Leveraging tech to engage remote employees
After discussing the strategic perspective, it was time to get down to some practical tips. As our live poll at the beginning of the session revealed, the majority of the people in the room had somewhere around 20-50% of employees working remotely at least once a week.
Keeping in mind the upward trajectory of this trend, we couldn’t omit the topic of engaging a distributed workforce. With another panelist joining us online on Zoom, we dove straight into the discussion.
Turn town halls into a tradition
When it comes to engaging remote workers, Diane Chang from Facebook found one tactic to be particularly effective: fixing the town hall meetings as a tradition within the company.
Sticking to the same day, time and format helps remote people remember that this is the time to reconnect with their team and get updated on everything that is happening in the company.
“[At Facebook], every Friday afternoon everyone knows that Mark and Sheryl together with the whole leadership team will get in front of the entire company and answer questions that everyone has submitted in advance and they’ll take live questions from people in Menlo Park,” explained Diane.

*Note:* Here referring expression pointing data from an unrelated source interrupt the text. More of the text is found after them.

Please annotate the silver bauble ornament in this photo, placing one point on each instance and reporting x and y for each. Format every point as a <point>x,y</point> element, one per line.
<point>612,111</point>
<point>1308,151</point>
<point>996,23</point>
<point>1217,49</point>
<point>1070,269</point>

Make it an ongoing conversation
The panelists agreed it’s important to make the Q&A available for a certain period of time. This is to ensure that the opportunity to ask and get an answer to one’s question is not exclusive to the people in the room.
At Zoom and MassMutual, they start collecting questions two weeks prior to an all-hands meeting and make sure to follow up with unanswered questions after the meeting, e.g., via a Slack channel or an email.

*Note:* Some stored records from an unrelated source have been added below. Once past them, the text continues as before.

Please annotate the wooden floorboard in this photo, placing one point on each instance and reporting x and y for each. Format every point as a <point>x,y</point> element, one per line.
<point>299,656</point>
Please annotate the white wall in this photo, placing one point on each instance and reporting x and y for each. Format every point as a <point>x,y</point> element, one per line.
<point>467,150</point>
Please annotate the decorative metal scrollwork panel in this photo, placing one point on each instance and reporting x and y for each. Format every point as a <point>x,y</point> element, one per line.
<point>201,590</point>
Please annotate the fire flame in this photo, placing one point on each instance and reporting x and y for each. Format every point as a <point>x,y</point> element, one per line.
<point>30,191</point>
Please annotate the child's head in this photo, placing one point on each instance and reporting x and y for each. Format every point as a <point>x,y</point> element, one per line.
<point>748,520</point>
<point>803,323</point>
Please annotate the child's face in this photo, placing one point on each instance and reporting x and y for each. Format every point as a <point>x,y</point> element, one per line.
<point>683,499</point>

Have a champion for the online audience
Participating in virtual meetings can be challenging, especially when it comes to asking questions. To help their online colleagues get their voice across, MassMutual introduced a dedicated facilitator, whose role is to monitor the questions coming from the remote employees.
“Something we’ve been doing at town halls is having a representative for the folks not in the room to ask clarifying questions to make sure that they have a voice in the room,” said Payton Shubrick.
Wrapping up the event
As we wanted to make sure that our attendees left with some tangible ideas, we encouraged them to consolidate their learnings from the day. We asked them to write down what they’d like to start doing in 2019 as a result of their learnings and then share their notes with others in the group.
To wrap it up, the facilitator asked the attendees to submit their key takeaways to Slido and upvote the ones that resonated with them. These were displayed on large screens so that everyone could review other people’s responses.
Thank you and see you next time
Creating an environment where an open conversation can take place is key to building a high-trust company culture. We are extremely grateful to our speakers for leading the charge and sharing their lessons with us. Thank you all for joining us to learn something new. We can’t wait to meet you at our next events and meetups and shape the future of meetings together.